January 2019 will be remembered by mutual fund and Vanguard investors for a few things. Besides the stock market recovery that largely reversed the year-end 2018 selloff, the following two things occurred:
- On January 16th, John Bogle, age 89, died in his home in Pennsylvania. Mr. Bogle’s efforts on behalf of indexing and individual investors were widely honored and remembered.
- On January 22nd, Vanguard created the PDF for the Wellington Fund Annual Report, dated November 30, 2018. The US Postal Service distributed paper copies of this report during the first week of February.
Compare, for example, the Fund Profile for Wellington Fund that was included with the May 31 2018 Semi-Annual Report, with the information included in the November 30 2018 Annual Report.
You will notice something peculiar – Vanguard has eliminated virtually all of the Fund Profile information from the Annual Report.
Gone, for example, are the Wellington Fund’s stock market symbols (VWELX or VWENX, for Investor and Admiral share classes, respectively), numerous stock portfolio metrics, including: number of stocks held, market cap, P/E and P/B ratios, return-on-equity, dividend yield, foreign holdings percentage, ten largest stocks, fund R2 and beta.
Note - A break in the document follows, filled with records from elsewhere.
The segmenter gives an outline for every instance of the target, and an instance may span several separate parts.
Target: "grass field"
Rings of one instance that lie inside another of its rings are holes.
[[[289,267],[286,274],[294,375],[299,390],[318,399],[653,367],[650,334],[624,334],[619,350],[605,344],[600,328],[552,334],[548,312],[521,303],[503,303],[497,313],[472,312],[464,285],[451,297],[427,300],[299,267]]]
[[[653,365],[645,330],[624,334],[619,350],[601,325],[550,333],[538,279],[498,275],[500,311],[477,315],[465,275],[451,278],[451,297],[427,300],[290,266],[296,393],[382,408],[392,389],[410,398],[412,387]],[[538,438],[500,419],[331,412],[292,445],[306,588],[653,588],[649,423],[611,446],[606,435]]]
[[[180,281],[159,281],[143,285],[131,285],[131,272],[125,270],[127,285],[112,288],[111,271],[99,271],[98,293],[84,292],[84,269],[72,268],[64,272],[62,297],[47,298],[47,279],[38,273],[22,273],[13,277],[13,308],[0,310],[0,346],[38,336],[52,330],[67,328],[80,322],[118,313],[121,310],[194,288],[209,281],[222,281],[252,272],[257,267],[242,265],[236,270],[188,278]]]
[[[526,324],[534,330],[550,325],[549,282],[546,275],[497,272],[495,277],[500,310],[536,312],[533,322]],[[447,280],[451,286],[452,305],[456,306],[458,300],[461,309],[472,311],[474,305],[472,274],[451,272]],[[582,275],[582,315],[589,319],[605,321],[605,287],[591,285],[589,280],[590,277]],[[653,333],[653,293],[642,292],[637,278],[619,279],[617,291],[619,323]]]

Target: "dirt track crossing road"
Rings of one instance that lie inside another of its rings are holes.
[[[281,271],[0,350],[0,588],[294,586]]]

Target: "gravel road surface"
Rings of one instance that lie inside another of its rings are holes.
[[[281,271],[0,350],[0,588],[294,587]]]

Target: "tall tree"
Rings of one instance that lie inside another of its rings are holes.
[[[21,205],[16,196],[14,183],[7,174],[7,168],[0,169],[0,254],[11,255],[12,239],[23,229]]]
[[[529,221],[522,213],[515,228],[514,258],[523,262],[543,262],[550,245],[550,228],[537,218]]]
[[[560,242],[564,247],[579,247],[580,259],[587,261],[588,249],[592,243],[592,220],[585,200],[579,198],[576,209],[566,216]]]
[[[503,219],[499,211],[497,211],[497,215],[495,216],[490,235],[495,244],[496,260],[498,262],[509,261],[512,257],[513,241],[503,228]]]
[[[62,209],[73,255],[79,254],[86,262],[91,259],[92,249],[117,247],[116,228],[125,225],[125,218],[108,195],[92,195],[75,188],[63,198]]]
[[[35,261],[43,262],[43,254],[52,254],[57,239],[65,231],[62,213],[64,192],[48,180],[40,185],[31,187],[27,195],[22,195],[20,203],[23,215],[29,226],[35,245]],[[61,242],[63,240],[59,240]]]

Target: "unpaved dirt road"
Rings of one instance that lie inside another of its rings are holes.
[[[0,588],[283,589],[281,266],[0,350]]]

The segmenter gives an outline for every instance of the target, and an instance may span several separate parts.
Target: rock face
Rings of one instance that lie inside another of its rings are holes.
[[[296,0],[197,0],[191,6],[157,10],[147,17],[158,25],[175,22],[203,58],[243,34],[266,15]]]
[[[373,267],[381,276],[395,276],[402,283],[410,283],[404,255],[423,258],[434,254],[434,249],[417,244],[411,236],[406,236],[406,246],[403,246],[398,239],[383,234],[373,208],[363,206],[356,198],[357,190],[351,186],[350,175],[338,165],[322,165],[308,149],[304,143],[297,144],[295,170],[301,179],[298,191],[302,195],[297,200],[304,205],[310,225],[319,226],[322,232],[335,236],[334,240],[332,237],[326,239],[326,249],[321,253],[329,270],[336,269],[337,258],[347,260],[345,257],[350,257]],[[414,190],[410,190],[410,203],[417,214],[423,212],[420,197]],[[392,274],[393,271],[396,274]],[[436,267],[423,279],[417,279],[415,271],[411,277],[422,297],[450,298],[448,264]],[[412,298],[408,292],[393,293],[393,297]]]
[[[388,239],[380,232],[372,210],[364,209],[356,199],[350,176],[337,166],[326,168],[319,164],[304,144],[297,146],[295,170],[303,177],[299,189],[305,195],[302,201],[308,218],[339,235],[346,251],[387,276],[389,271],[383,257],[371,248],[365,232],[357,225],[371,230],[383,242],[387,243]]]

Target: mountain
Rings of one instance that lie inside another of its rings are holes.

Gone as well are fixed income metrics including the number of bonds held, yield-to-maturity, average coupon, duration, and average effective maturity. Also missing are summary statistics on the bonds’ credit quality.
Long-time Vanguard experts and observers have remarked upon other recent changes in Vanguard’s disclosures and statements.
Daniel P. Wiener, editor of The Independent Adviser for Vanguard Investors and co-founder of Adviser Investments in Newton, MA, believes the changes may be related to Vanguard’s efforts to push folks to the web, in Vanguard’s continuing effort to cut costs. He notes that the second page of the new Wellington Fund annual report includes the following message:
Important information about access to shareholder reports
Beginning on January 1, 2021, as permitted by regulations adopted by the Securities and Exchange Commission, paper copies of your fund’s annual and semiannual shareholder reports will no longer be sent to you by mail, unless you specifically request them. Instead, you will be notified by mail each time a report is posted on the website and will be provided with a link to access the report.
You may elect to receive paper copies of all future shareholder reports free of charge. If you invest through a financial intermediary, you can contact the intermediary to request that you continue to receive paper copies. If you invest directly with the fund, you can call Vanguard at one of the phone numbers on the back cover of this report or log on to vanguard.com. Your election to receive paper copies will apply to all the funds you hold through an intermediary or directly with Vanguard.
Wiener states that “the idea, of course, is that if folks don’t receive dead-tree [paper] reports, or they find them inadequate, they’ll go to the web… Vanguard, having shaved costs to the bone, and with service issues continuing to plague them, needs to find ways to continue to cut costs and at the same time redirect spending to the web. They’re well behind the competition in that regard so now they’ve gotta catch up.”
David Snowball points to Joseph DiStefano’s February 7 2019 column on Philly.com –
DiStefano writes that Vanguard’s most recent statements to the Security and Exchange Commision (SEC) and investors no longer claim, as they once did, that:
The Vanguard Group is truly a mutual mutual fund company. It is owned jointly by the funds it oversees and thus indirectly by the shareholders in those funds. Most other mutual funds are operated by management companies that may be owned by one person, by a private group of individuals, or by public investors.
Nor do Vanguard’s recent statements claim (as they once did) that:
Vanguard operates “on an at-cost basis,” as if the funds charge the affiliated management company only what it costs for fund services, without the usual business overhead and profit margins.
As far as I can tell, Mr. Bogle never said “Know what you own, and know why you own it.” Those wise words were written by former Magellan Fund manager Peter Lynch, in his 1989 book One Up On Wall Street.
But it is not 1989 anymore, it is 30 years later – it is 2019. The year that John Bogle died. The year that Vanguard decided that you did not need to know what you own.